McCavey v. Barnett, 629 F. App'x 865, 867 (11th Cir. 2015) (holding that federal
courts lack subject matter jurisdiction to "review the division of marital property as
determined in [the plaintiff's] divorce proceedings"). Alabama trial courts have the
authority to modify divorce orders. Wade v. Wade, 518 So. 2d 149, 150 (Ala. Civ.
App. 1987 ("Modifications of periodic alimony awards can be made only upon a
showing of changed circumstances since the last change in the award."); Ala. Code
§ 30-2-51. Since the RRB is simply obeying the divorce order it does not seem to be
the proper party for Plaintiff to seek relief from. Rather it seems to this Court that
the more appropriate course of action for Plaintiff would be to file a petition for
modification of divorce decree in the Alabama trial court that entered his divorce
order, which appears to be the Circuit Court of Cook County. Murphree v.

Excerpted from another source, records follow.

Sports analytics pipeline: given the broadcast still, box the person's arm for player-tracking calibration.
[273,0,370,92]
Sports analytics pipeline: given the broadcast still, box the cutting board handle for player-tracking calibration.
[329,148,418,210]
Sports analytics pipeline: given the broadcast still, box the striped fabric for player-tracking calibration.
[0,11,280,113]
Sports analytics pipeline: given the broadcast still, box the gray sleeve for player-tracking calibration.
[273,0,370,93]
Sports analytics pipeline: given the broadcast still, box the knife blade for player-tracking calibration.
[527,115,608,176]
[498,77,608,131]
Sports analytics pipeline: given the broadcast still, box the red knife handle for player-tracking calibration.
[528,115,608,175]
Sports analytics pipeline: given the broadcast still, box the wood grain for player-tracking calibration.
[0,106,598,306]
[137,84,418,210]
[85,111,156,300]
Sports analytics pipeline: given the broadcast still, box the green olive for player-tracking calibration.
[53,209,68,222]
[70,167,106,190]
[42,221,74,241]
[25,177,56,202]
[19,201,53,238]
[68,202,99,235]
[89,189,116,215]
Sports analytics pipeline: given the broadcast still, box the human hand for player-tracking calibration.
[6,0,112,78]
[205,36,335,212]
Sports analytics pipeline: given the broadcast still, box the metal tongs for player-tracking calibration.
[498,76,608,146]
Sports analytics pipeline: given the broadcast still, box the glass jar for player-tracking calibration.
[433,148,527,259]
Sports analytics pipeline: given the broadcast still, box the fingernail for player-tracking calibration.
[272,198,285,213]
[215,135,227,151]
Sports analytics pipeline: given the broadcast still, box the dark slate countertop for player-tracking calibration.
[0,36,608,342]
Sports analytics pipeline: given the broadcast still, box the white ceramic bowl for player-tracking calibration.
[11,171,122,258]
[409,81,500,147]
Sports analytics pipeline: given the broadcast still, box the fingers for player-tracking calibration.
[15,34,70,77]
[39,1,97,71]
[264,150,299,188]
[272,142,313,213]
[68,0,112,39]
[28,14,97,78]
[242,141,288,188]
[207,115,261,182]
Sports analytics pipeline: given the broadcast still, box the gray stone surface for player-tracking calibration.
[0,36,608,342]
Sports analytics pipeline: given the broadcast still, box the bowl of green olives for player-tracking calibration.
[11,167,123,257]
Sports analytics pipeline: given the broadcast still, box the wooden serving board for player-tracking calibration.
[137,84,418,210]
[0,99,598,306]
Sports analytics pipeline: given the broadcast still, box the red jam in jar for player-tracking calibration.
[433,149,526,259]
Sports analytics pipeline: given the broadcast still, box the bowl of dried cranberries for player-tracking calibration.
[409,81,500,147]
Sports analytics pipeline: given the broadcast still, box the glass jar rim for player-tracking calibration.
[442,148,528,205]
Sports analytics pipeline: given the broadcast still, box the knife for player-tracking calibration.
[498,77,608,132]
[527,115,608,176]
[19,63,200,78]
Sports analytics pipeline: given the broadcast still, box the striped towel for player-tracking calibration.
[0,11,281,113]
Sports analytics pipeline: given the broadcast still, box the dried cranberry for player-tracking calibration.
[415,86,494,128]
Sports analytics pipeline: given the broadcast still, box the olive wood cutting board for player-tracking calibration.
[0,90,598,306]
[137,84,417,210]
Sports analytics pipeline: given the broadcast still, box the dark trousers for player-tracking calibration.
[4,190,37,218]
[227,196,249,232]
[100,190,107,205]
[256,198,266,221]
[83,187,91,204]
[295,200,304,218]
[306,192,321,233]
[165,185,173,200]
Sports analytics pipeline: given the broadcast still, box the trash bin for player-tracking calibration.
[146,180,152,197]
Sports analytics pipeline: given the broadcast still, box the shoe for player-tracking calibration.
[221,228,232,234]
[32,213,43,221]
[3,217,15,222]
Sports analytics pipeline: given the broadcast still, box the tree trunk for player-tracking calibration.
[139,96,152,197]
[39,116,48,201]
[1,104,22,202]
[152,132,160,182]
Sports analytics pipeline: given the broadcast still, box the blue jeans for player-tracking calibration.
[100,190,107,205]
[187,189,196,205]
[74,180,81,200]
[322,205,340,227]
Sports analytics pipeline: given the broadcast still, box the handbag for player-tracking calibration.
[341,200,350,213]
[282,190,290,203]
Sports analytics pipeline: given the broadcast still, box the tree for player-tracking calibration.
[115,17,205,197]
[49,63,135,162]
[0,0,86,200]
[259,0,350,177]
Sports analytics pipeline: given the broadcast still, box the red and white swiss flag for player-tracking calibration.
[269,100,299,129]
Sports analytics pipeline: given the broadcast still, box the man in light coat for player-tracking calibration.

Murphree, 582 So. 2d 574, 576 (Ala. Civ. App. 1991) (holding that when there is a
change in circumstances that warrant modifying a divorce order "a petition for
modification may be proper").
Second, this Court does not have jurisdiction to review a final decision by the
RRB because the United States courts of appeals are granted jurisdiction over such
matters by federal statute. 45 U.S.C. § 355 ("Any claimant . . .may . . . obtain a
review of any final decision of the Board by filing a petition for review within ninety
days ...in the United States court of appeals for the circuit in which the claimant or
other party resides or will have had his principal place of business or principal
executive office, or in the United States Court of Appeals for the Seventh Circuit or
in the United States Court of Appeals for the District of Columbia... .").
Consequently, this Court agrees with the Magistrate Judge that this court lacks
subject matter jurisdiction.
Accordingly, upon an independent review of the record, it is ORDERED as
follows:
1. The Objections (Doc. 12, Doc. 13, Doc. 14, Doc. 16) are OVERRULED and
DENIED;
2. The Recommendation (Doc. 11) is ADOPTED;
3. Defendant's Motion to Dismiss (Doc. 7) is GRANTED;
4. Defendant's Motion to Seal is GRANTED (Doc. 15);
5. This case is DISMISSED without prejudice.
DONE, on this the 17th day of October 2024.